Rareș Takács

Personal information
- Full name: Rareș Takács
- Date of birth: 10 December 1991 (age 33)
- Place of birth: Turda, Romania
- Height: 1.77 m (5 ft 10 in)
- Position(s): Defender

Youth career
- 0000–2007: Arieșul Turda
- 2007–2010: Ardealul Cluj
- 2010: Universitatea Cluj

Senior career*
- Years: Team / Apps / (Gls)
- 2010–2015: Universitatea Cluj / 19 / (0)
- 2010–2011: → Arieșul Turda (loan) / 1 / (0)
- 2012: → CS Ștefănești (loan) / ? / (?)
- 2012: → FCM Reșița (loan) / ? / (?)
- 2015–2016: Olimpia Satu Mare / 22 / (3)
- 2017–2020: Universitatea Cluj / 58 / (14)
- 2020–2023: FK Csíkszereda / 52 / (1)

= Rareș Takács =

Romanian footballer

Rareș Takács (born 10 December 1991) is a Romanian professional football player who plays as a defender.

==Career==
Born in Turda, Romania, Takács started playing football in his hometown as a youngster for Arieșul Turda.

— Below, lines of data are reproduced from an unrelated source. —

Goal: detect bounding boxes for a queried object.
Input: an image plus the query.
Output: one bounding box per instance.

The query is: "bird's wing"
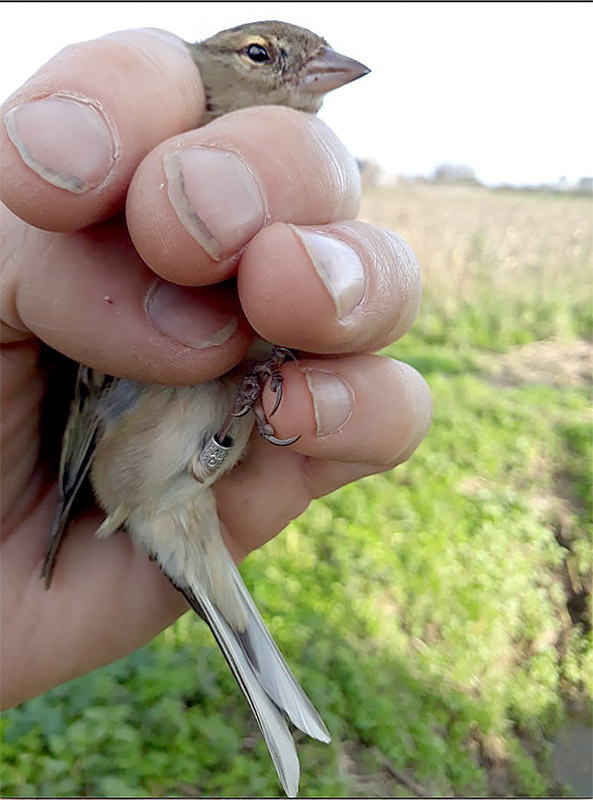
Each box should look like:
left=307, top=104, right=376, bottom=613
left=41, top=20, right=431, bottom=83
left=41, top=365, right=115, bottom=587
left=179, top=582, right=301, bottom=798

Later he moved to Cluj-Napoca at Ardealul Cluj and in 2010 he joined Universitatea Cluj together with other teammates. In 2012, he was loaned to the lower division teams CS Ștefănești and FCM Reșița but at the end of the year, he returned to Universitatea Cluj.

Takács made his debut in Liga I in May 2013, in a match that was lost by Universitatea Cluj in front of CFR Cluj.